コタロウ、永い眠りにつきました

2022年11月29日19時56分、コタロウが息を引き取りました。

もうすぐ12月、これから寒くなる、日光浴とかどうしよう。そんな心配をしてたけど、寒くなる前に逝ってしまった。

犬が亡くなる時は、食べず飲まずで2週間ほどと聞いていたので、コタロウはあと1週間くらいかなと思ってた。でも、食べなくなって3日、水を飲まなくなったその日に逝った。もう、コタロウの体は限界だったんだ。

人生で初めて、命が絶える瞬間に立ち会った。真っ先に感じたのは「あっけなさ」。呼吸が変わって、ヤバいと感じて、すぐだった。1分もなかったかも。1年間、必死に頑張ってたのに、逝く時は本当にあっけない。

1年間、コタロウは頑張ってきたのに、やばいと思って1分もしない間に…。

呼吸が止まって、動かなくなって、本当に終わったんだって。「あっけない」という言葉以外に何も浮かばなかった。思わず、涙を流しながら「ホント、あっけないな…」とつぶやいたのを今でもはっきり覚えている。

火が消えるような終わり方だった。「あ、消えた」って感じ。あっけないんですよね。消える瞬間が分かるから、とてつもない悲しみの中での、あっけなさ。

今まで経験したことのない喪失感なか、この日もいつも通りコタロウの横で眠った。

翌朝、目を覚ますとコタロウは同じ姿勢で眠ったまま。でも、もう目を覚ますことはないんだなっていう現実が辛かった。

朝ごはんの準備をしたり、水を飲ませる必要はない。オムツを交換する必要もない。目の乾燥を防ぐために目薬をさす必要もない。全身をマッサージもする必要もない。太陽を追いかけてコタロウのベッドを移動したり、ヒーターで体を温める必要もない。いつもやっていたルーティンがなくなって、何もすることがないまま時間だけが過ぎていった。
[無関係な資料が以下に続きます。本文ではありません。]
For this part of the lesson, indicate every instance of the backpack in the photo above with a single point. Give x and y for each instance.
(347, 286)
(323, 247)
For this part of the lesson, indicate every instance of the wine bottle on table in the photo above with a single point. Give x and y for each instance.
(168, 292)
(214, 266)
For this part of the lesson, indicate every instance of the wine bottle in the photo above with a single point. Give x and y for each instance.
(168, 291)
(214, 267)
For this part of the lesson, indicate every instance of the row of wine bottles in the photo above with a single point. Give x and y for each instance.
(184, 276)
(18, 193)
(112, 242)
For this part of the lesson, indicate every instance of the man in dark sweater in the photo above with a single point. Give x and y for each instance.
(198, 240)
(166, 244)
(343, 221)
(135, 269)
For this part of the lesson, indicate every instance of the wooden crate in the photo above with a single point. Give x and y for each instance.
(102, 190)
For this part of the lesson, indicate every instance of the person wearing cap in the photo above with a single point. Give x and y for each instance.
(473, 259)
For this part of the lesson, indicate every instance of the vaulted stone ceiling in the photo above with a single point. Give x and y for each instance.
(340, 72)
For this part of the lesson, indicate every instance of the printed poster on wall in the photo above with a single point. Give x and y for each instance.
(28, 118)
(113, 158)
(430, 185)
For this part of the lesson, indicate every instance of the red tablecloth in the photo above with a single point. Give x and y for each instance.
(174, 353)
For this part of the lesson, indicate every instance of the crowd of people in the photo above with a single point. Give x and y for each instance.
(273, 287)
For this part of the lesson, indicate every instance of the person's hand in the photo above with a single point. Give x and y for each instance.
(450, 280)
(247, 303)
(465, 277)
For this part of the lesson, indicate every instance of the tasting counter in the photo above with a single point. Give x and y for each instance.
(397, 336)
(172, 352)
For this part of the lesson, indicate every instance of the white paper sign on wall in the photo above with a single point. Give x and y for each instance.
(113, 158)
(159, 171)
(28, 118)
そんな中、火葬の予約だけはした。コタロウをこれ以上動かしたくない、あとは最期まで我が家でという思いが強かったので、移動火葬車を手配した。予約が一杯で、予定よりも1日遅い、3日後の12月2日の17~18時に火葬が決まった。それまではとにかく冷やさなければいけない。

昨日までは必死に温めようとエアコンつけて、ヒーターつけて、コタロウの足元に湯たんぽ忍ばせたり、足握ったりしてたのに、亡くなってからは保冷剤やドライアイスで冷やしてるのがなんだか辛かった。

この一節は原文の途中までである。